An amazing contribution to Lemurian lore comes from California. The author, writing in a Sunday newspaper, tells of the discovery of a community in California said to be of Lemurian origin He writes - "I was travelling in a train near Mount Shasta, when gazing upon its splendour, I suddenly perceived that the whole southern side of the mountain was ablaze with a strange, reddish green light. A flame of light that grew faint, then flared up with renewed brilliance. My first conjecture was a forest fire but the total absence of smoke discounted that theory. The light resembled the glow of Roman candles. The thing intrigued me . . . . Later I motored to the point of my investigations and discovered that the existence of a mystic village on Mt Shasta was an accepted fact. All attested to the weird rituals that were performed on the mountain side at sunset, midnight and sunrise. Also they freely ridiculed my avowed trek into the sacred precincts, assuring me that an entrance was as difficult and forbidden as an entrance into Tibet. I learned that the existence of Lemurian descendants on Mt Shasta was vouched for some years ago by no less an authority than the eminent scientist Professor Edgar Lucin Larkin, for many years director of the Mt Lowe Observatory in Southern California.

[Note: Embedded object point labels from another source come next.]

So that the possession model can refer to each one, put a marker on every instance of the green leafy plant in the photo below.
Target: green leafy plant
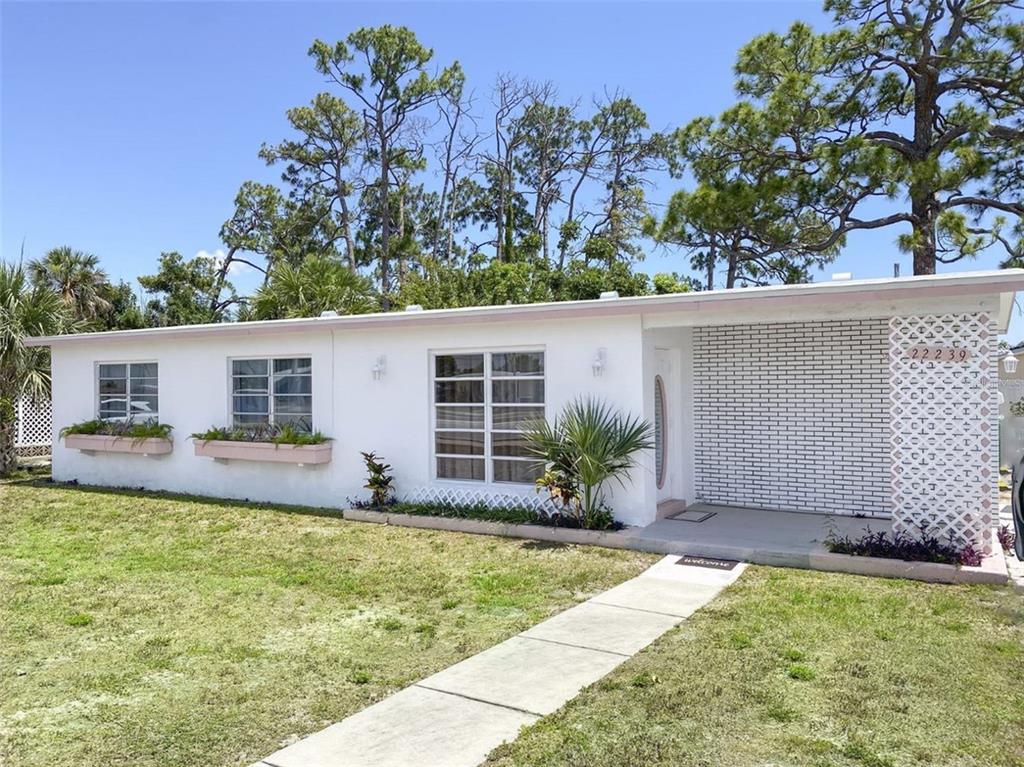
(586, 446)
(379, 481)
(126, 429)
(283, 434)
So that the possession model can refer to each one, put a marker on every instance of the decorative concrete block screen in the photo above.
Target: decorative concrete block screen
(471, 497)
(33, 433)
(794, 416)
(944, 427)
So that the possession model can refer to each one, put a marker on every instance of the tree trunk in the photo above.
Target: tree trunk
(8, 458)
(401, 238)
(346, 228)
(730, 278)
(712, 258)
(385, 214)
(926, 210)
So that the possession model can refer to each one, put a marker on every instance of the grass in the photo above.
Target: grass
(796, 669)
(153, 630)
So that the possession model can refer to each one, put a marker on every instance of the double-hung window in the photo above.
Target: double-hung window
(482, 402)
(127, 391)
(272, 391)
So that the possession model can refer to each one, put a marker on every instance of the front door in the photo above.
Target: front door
(663, 423)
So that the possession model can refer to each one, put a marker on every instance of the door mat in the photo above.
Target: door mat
(691, 516)
(709, 562)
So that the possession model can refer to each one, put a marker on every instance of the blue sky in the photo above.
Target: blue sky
(128, 127)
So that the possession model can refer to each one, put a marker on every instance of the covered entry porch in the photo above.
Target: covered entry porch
(791, 420)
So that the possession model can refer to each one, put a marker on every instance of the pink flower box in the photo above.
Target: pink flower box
(225, 450)
(108, 443)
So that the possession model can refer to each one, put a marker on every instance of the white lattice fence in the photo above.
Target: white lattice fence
(34, 428)
(472, 496)
(944, 421)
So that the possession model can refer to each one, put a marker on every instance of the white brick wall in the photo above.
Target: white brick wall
(794, 416)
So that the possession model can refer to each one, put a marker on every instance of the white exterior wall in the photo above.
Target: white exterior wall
(794, 416)
(390, 416)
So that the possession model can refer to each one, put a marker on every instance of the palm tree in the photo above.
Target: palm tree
(75, 277)
(317, 285)
(586, 446)
(26, 309)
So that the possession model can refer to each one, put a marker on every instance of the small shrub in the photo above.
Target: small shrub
(922, 548)
(147, 429)
(379, 481)
(279, 434)
(644, 680)
(358, 677)
(513, 515)
(800, 672)
(1007, 538)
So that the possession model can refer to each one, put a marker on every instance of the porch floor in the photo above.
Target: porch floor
(760, 536)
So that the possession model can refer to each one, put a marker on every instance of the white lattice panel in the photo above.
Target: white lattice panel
(473, 496)
(944, 421)
(34, 425)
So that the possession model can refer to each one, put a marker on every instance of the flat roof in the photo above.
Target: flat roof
(1001, 282)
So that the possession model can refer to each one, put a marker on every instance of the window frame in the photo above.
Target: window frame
(269, 358)
(487, 405)
(128, 414)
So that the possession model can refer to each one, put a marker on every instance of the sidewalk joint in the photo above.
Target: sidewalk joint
(479, 700)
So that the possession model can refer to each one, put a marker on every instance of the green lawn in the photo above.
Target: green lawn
(142, 630)
(794, 668)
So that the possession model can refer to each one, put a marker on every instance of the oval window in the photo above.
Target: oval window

Professor Larkin, with determined sagacity, penetrated the Shasta wilderness as far as he could, or dared, and then cleverly continued his investigations from a promontory with a powerful long distance telescope. What the scientist saw, he reported, was a great temple in the heart of the mystic village, a marvellous work of carved onyx, rivalling in beauty and architectural splendour the magnificence of the temples of Yucatan. That these Lemurians who live in California are cognisant of the disaster that befell their ancestors ls revealed in the fact that each night at midnight throughout the entire year they perform a ritual thanksgiving to 'Guatama' which Is their name for America. The chief object of this ceremony is to celebrate the escape of their forebears from the doomed Lemuria and their safe arrival in Guatama.